Other DataFrame libraries

pandas-profiling is built on pandas and numpy. Pandas supports a wide range of data formats including CSV, XLSX, SQL, JSON, HDF5, SAS, BigQuery and Stata. Read more on supported formats by Pandas.

If you have data in another framework of the Python Data ecosystem, you can use pandas-profiling by converting to a pandas DataFrame, as direct integrations are not yet supported.
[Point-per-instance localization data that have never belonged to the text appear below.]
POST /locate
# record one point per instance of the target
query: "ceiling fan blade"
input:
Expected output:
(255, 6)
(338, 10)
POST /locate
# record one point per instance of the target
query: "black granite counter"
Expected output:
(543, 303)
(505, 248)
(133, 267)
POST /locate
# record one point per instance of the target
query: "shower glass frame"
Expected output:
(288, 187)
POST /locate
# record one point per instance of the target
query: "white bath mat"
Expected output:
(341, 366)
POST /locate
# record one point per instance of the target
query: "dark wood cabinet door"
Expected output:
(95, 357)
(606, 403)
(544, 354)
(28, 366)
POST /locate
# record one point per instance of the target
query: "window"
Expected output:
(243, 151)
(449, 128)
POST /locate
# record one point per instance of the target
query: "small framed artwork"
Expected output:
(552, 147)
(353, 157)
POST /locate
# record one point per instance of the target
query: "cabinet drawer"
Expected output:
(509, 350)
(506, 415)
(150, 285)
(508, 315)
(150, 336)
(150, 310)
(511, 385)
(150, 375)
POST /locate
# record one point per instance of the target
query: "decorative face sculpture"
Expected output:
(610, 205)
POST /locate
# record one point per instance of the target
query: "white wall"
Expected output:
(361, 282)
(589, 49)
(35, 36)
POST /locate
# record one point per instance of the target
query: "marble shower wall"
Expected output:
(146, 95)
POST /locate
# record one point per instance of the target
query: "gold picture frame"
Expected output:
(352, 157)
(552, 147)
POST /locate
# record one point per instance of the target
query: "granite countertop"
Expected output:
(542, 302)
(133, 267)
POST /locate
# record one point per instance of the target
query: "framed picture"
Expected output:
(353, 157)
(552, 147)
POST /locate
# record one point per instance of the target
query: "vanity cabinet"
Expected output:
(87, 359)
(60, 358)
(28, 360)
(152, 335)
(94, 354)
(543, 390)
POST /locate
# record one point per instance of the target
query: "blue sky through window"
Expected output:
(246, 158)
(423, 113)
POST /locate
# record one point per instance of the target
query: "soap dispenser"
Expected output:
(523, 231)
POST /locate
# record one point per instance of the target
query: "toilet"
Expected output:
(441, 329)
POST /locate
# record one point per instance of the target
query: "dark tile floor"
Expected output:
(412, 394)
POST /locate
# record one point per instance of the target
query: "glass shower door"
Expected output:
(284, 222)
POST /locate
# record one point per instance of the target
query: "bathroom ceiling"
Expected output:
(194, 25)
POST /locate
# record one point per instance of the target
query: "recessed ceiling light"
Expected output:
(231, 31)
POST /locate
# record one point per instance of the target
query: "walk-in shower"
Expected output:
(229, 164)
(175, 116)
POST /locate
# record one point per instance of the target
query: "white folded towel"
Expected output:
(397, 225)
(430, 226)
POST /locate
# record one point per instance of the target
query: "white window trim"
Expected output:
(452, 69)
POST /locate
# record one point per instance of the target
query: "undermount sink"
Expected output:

Large datasets might require sampling (as seen in Profiling large datasets).

PySpark to Pandas
 # Convert spark RDD to a pandas DataFrame
 df = spark_df.toPandas()
Dask to Pandas
 # Convert dask DataFrame to a pandas DataFrame
 df = df.compute()
Vaex to Pandas
 # Convert vaex DataFrame to a pandas DataFrame
 df = df.to_pandas_df()
Modin to Pandas
# Convert modin DataFrame to pandas DataFrame
df = df._to_pandas()

# Note that:
#   "This is not part of the API as pandas.DataFrame, naturally, does not posses such a method.
#   You can use the private method DataFrame._to_pandas() to do this conversion.
#   If you would like to do this through the official API you can always save the Modin DataFrame to
#   storage (csv, hdf, sql, ect) and then read it back using Pandas. This will probably be the safer
#   way when working big DataFrames, to avoid out of memory issues."
# Source: https://github.com/modin-project/modin/issues/896